I've talked too long, but I just needed to say this.

July 17, 2007 11:19 AM  
Anonymous lynette said...

David, I wasn't thinking of the religious part of this, only that $5 billion is a lot of $$ to turn down and it doesn't seem inconceivable that for a piece of land that's obviously profitable, it seems possible/probable that he'll end up dead. I like the fact that he's not money-motivated and is content to simply meet his basic needs. I didn't actually think about his religion and how that played into this. Maybe I need to read it again :-)

As you may or may not be aware, I am a Christian. I don't often say so these days because the taint of the Far Right Christian Wingnuts (as opposed to the simple Wingnut Right which uses the FRCW to its benefit) has reached everyone of faith and I think that's a terrible, terrible shame. Although the practice of my faith is more founded in the spiritual principles of AA, if you pin me to the wall, I'm a Missouri Synod Lutheran girl to the bone. Aside from the fact that they hate people based on biology or sexual behavior, I am most angry with the FRCWs because of the widespread perception that all people of faith are wild-eyed crazies who wish to deprive people of their human rights.

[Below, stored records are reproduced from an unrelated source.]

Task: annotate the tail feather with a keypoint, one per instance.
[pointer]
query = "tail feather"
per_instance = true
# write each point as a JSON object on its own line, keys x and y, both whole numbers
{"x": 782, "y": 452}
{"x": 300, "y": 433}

I support anyone's right to oppose religion if that's their deal. I know there are folks on JMG, who visit you, who visit here and elsewhere who are atheists. Because I can accept everyone, no matter where they are (except those who use religion as a cudgel to assault human rights), I assume everyone else is too and get a little uncomfortable when there's no distinction drawn between people who truly practice their faith and those who use it as a tool to bully others. It bothers me quite a lot that there's an entrenched opposition to all religion on the left, as if one cannot be progressive and also have faith. That bothers me a lot and I run into it everywhere. Maybe I need to be more open about my own beliefs because I'm a pretty hard core lefty. So thanks for the food for thought. I am certainly sorry if I've ever offended you directly. I know your faith is important to you, and respect that very much.

July 17, 2007 11:33 AM  
Anonymous tater said...

I was looking at this from an environmental basis, and the fact that greed was not the basis for this man's decision making. I think religious fanaticism has taken us down many horrid and violent roads, that being said, I came back to my faith the same way Lynette did, through recovery and AA. I do not hate on Jews, Christians, or Muslims because of their faith, or because they, like the man in the story, fight to preserve an area of land which holds religious significance to them. I do get angry when people use their religion as a means to deny me and others of basic human rights, or when the line between church and state is crossed and political agendas are pushed from the pulpit. That being said, I think there is a lot of room for criticism in this day and age, whether or not you are a person of faith. I don't quite see the need to twist this into a question of hypocrisy, when there are many other reasons to see this story as uplifting.

July 17, 2007 2:39 PM  
Blogger Flabuless said...

I am an aussie chick...currently living in NZ but people like him are rare indeed...especially aboriginals...a lot of them are out for all they can get and the bottom line is always the kudos to this inspiring man...he knows whats important.